Auf der Bühne von Katrin Brack stehen Schaufensterpuppen. In Pastellfarben gekleidet, umringen sie nicht nur die Punkband, die ihr Equipment in der Mitte aufgebaut hat, sondern auch die fünf Schauspieler, die in diesem spießigen, von blonden Kindern mit blonden Müttern bevölkerten Puppenland agieren. Fragmentarisch schält sich aus ihren Schilderungen die Story heraus: Biebrich, ein Vorort von Wiesbaden, 1969, als man bei NSU noch an eine Automarke dachte und an einen Rocksong, der dieser Marke huldigte. Die endlose Langeweile der Provinz und schließlich der Hunger der Pubertierenden nach der Tat: Sie wollen der mehr gefühlten als gewussten Nazi-Vergangenheit der Väter entfliehen und den „ganzen bürgerlichen Scheiß“ hinter sich lassen, weshalb sich ihre erzählerische Fantasie bald nicht mehr an „Fix und Foxi“, sondern an Fahndungsplakaten entzündet. Abwechselnd stürzen sich die Spieler deshalb in abenteuerliche Entführungen, Banküberfälle, Schießereien und Verfolgungsjagden, doch nachdem sie das mit Verve getan haben, frieren sie sich ein: Auch sie erstarren zu Puppen und werden zu austauschbaren Prototypen einer Bühnenerzählung, die aufs Große und Ganze einer Zeitgeschichte aus ist: „1969 entwickelt sich das Unbewusste in Bewusstsein. Beat und Pop werden zu Rock, Hippietum zur RAF“ heißt es im Roman und auch im Stück.

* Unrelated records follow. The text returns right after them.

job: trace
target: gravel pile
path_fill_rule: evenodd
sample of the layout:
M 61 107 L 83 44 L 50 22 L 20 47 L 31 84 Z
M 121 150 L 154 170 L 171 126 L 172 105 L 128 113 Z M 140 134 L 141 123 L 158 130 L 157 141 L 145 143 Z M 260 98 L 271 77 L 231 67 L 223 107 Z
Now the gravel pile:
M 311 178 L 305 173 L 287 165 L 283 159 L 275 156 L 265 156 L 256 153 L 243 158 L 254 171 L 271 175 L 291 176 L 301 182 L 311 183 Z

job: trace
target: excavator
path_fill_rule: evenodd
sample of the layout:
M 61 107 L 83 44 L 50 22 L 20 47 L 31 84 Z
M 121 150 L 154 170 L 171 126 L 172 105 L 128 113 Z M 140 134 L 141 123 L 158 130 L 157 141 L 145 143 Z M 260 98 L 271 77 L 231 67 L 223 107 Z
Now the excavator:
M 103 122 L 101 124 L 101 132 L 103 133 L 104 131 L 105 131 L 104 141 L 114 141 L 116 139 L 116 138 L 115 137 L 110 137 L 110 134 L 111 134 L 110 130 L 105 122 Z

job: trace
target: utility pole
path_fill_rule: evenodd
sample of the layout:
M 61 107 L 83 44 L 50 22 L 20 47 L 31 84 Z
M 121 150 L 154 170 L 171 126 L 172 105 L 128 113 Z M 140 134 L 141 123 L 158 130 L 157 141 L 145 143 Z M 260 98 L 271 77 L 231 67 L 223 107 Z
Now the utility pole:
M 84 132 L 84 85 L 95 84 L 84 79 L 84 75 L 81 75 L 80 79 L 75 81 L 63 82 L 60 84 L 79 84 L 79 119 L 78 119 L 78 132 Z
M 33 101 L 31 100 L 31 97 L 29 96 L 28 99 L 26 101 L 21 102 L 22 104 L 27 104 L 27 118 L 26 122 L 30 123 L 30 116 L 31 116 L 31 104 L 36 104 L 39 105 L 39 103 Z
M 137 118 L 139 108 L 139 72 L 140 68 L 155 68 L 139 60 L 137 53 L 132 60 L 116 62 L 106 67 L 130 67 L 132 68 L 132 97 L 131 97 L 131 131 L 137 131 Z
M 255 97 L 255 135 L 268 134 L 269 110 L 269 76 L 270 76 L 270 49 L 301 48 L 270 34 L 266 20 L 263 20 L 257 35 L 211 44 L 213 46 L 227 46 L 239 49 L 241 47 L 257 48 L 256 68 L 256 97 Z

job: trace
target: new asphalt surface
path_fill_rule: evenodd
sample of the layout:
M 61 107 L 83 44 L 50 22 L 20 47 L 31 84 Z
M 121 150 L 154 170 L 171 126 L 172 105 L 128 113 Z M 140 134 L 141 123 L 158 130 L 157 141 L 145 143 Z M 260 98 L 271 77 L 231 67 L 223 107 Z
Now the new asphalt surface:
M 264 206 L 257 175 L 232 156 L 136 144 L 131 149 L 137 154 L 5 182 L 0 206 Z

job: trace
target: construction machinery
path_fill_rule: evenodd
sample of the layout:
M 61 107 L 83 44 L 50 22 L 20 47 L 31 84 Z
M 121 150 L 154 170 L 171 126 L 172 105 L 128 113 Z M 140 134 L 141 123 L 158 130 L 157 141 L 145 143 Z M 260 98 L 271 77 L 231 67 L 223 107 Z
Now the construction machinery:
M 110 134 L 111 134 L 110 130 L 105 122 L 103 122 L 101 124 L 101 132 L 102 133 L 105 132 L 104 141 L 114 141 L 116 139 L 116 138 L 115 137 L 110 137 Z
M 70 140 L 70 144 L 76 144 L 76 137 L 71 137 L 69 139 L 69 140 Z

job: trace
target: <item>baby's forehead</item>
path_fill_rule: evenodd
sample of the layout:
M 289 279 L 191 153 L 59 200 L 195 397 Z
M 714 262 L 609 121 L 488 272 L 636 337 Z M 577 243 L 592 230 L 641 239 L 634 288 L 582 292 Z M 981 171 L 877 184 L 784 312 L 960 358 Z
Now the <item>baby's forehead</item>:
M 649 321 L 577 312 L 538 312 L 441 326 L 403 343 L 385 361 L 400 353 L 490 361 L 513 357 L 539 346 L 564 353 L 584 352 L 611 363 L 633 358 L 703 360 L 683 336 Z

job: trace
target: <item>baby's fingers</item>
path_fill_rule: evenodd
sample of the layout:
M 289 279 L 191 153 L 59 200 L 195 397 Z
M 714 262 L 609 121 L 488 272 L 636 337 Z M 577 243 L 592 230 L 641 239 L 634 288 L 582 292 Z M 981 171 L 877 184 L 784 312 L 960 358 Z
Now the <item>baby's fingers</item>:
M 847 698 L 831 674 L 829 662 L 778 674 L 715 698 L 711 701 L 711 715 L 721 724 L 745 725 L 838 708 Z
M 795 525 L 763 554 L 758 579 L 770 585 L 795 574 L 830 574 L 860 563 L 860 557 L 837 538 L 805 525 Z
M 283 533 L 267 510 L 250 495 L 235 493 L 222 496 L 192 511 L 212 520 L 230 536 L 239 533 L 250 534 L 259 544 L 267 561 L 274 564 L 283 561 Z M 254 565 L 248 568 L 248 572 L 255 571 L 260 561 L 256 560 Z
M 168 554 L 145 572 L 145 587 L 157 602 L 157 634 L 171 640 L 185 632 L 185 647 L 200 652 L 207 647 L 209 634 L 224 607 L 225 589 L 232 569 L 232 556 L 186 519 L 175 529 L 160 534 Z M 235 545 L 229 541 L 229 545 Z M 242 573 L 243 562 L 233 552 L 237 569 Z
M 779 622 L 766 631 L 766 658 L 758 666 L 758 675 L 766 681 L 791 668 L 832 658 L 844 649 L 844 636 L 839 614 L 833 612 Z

Viel Applaus und ein fader Beigeschmack

Das klingt gut. Das Problem ist aber, dass die Inszenierung, anders als ihre Vorlage, den Anspruch einer triftigen Zeitdiagnose nur im bescheidenen Maße einlösen kann. Natürlich beherrscht Petras sein Handwerk aus dem Effeff, natürlich weiß er, wie man einen Roman auf die Bühne bringt und epische Stoffe im blitzschnellen Hin und Her zwischen Erzählen und Spielen auffächert. Und natürlich kann man wieder die Leichtigkeit und Unaufdringlichkeit dieser von ihm schon häufig erprobten Verfahrensweise bewundern. Auch das Publikum der Berliner Schaubühne bedankt sich für die Witzel-Uraufführung mit heftigem Applaus und kann den faden Beigeschmack, der uns im Mund liegt, doch nicht wegklatschen. Petras macht aus dem stofflich stark reduzierten Roman ein munteres Jugendtheater – im XXL-Format, zugegeben, aber doch ein Jugendtheater mit übrigens starker Stuttgarter Beteiligung. Von den wunderbar tollwütigen Nerven abgesehen stammen drei der fünf Darsteller aus dem hiesigen Ensemble: Paul Grill, Peter René Lüdicke und die immer präsenter werdende Julischka Eichel. Ende des Jahres werden sie als „manisch-depressive Teenager“ auch im Schauspielhaus zu sehen sein: Die „Erfindung“ wird in Stuttgart übernommen.

Aufführungen in der Berliner Schaubühne am 11. und 12. April sowie am 8. und 29. Mai.